Have You Played? is an endless stream of game retrospectives. One a day, every day of the year, perhaps for all time.
Tribes 2 was superb, offering things no other multiplayer game at the time could: vast landscapes, land and air vehicles, movement which required as much skill as the shooting; and a complex classless system that offered real opportunity for strategy.

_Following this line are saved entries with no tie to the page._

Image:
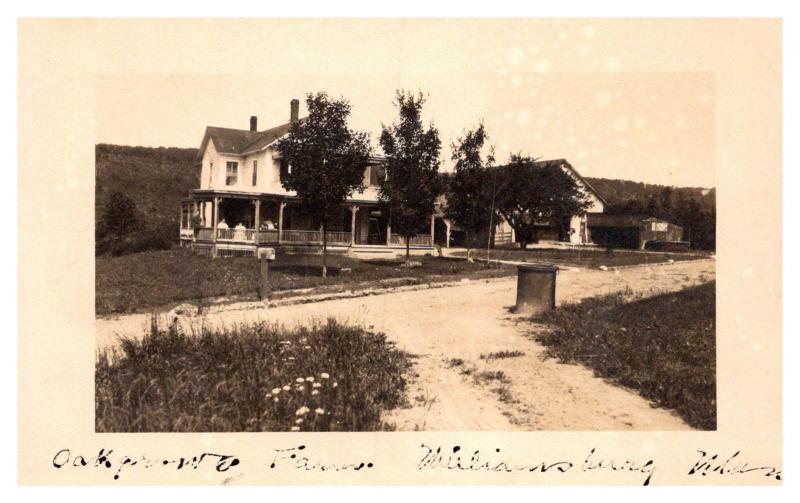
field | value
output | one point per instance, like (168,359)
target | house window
(377,175)
(285,170)
(231,173)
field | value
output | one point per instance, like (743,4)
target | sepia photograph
(537,254)
(400,251)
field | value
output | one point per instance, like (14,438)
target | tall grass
(324,377)
(662,346)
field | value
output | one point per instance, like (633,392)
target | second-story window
(231,173)
(377,175)
(285,170)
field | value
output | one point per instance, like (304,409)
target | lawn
(664,346)
(588,258)
(325,377)
(151,280)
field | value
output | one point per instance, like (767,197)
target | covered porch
(241,222)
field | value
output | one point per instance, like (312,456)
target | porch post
(280,222)
(353,212)
(214,218)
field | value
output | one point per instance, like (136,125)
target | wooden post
(280,221)
(353,211)
(263,285)
(214,218)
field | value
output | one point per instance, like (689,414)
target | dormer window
(232,173)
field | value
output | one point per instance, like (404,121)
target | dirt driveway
(448,329)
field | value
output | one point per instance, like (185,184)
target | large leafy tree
(326,160)
(412,162)
(535,193)
(473,185)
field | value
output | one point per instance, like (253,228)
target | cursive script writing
(106,459)
(293,457)
(450,459)
(712,464)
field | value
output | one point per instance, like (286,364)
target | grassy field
(154,279)
(591,259)
(664,346)
(327,377)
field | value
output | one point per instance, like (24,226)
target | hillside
(618,192)
(156,179)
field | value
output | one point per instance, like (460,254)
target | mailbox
(267,253)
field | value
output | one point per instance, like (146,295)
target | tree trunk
(324,251)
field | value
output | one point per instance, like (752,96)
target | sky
(552,92)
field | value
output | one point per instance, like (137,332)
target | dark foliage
(412,161)
(532,193)
(664,346)
(326,377)
(325,159)
(471,190)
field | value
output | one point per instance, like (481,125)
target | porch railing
(271,236)
(418,240)
(267,237)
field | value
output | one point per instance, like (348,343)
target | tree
(412,162)
(472,189)
(537,193)
(326,160)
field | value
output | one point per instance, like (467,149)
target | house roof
(565,164)
(241,141)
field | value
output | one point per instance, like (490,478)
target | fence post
(263,285)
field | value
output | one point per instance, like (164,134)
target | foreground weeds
(326,377)
(663,346)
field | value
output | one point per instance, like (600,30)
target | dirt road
(448,329)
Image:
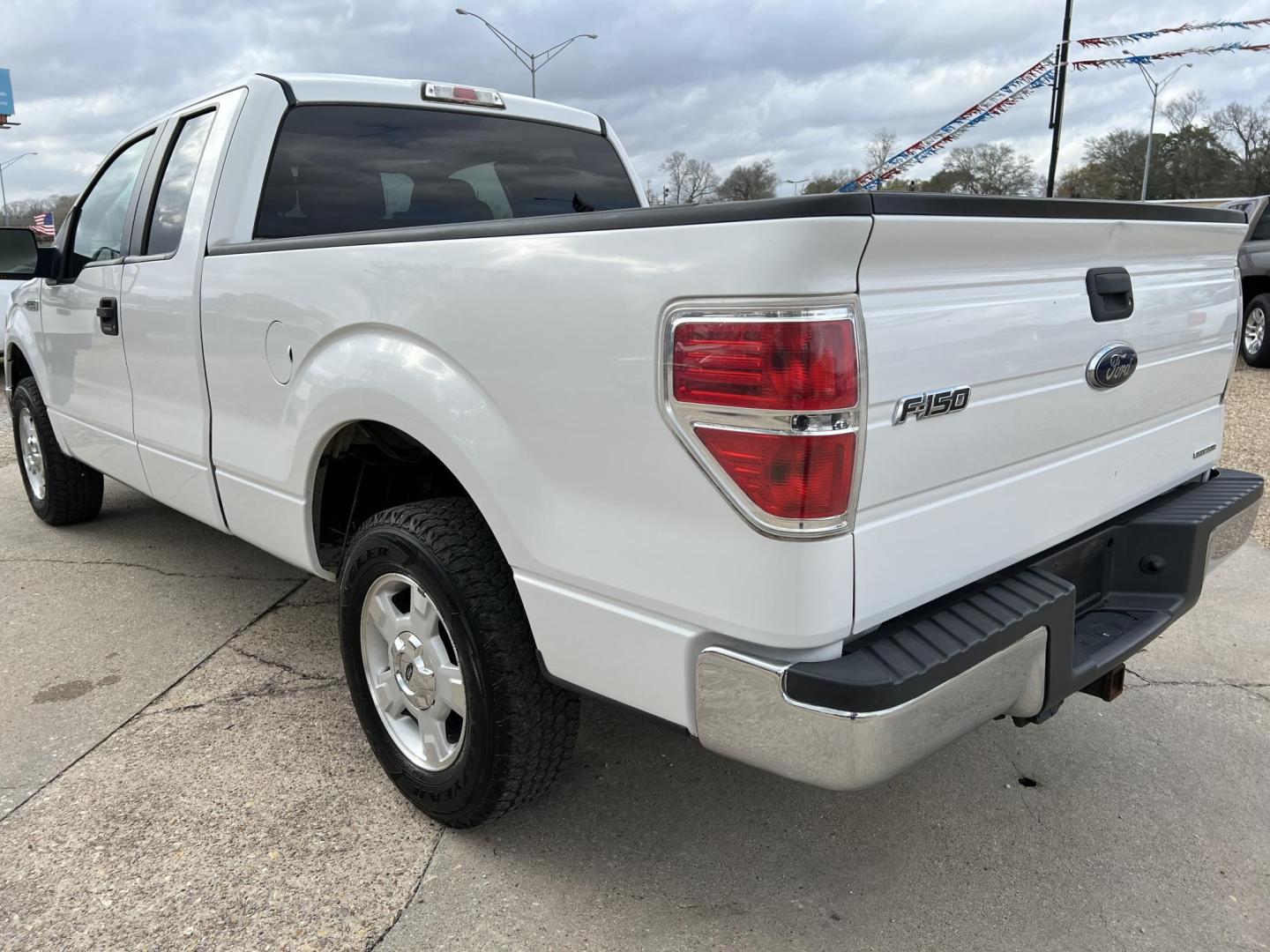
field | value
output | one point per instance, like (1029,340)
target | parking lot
(181,767)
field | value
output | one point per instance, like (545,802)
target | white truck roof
(340,88)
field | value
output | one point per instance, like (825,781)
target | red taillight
(788,476)
(768,398)
(796,366)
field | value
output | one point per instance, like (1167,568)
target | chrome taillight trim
(1238,335)
(684,418)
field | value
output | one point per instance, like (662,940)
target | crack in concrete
(375,943)
(149,568)
(280,666)
(270,689)
(1151,683)
(1062,859)
(60,773)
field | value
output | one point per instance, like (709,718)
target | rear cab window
(361,167)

When it worked, it worked beautifully. That normally depended upon playing with a clan in which everyone knew their roles. Someone needed to be the flagbearer, who’d ski across levels at great speed to grab the enemy’s flag and return it to base. You’d probably want a couple of infiltrators, who would attempt to get inside the enemy’s base in order to take their power offline before the flagbearer arrived. It’d useful to have someone harassing the enemy team, perched on a high mountain near the base, raining down projectiles. Plus defenders to cover your own flag, and a support team to position mobile spawn points somewhere safe near the frontlines.
When it worked, you could almost – almost – get close to this video, which today plays like the inspiration for all of Ubisoft’s recent E3 stage demos:
All of those things were why it sounded, and could be, so amazing, but they were also the same reasons why it failed to find a large audience. At a time when every other multiplayer game was leaning towards small spaces and accidental teamwork – Counter-Strike, in other words – Tribes was asking a lot of its players. Without even classes to direct people towards useful roles, most public servers were a mess of snipers and stragglers, in maps whose size meant they lacked chokepoints and often left players stranded in no-man’s-land with a long walk in every direction. Even the game’s trademark weapon, the Spinfusor, was a slow-moving projectile that required careful timing to use effectively.
Tribes was never popular, but it’s always been great. I hope people keep trying to remake it.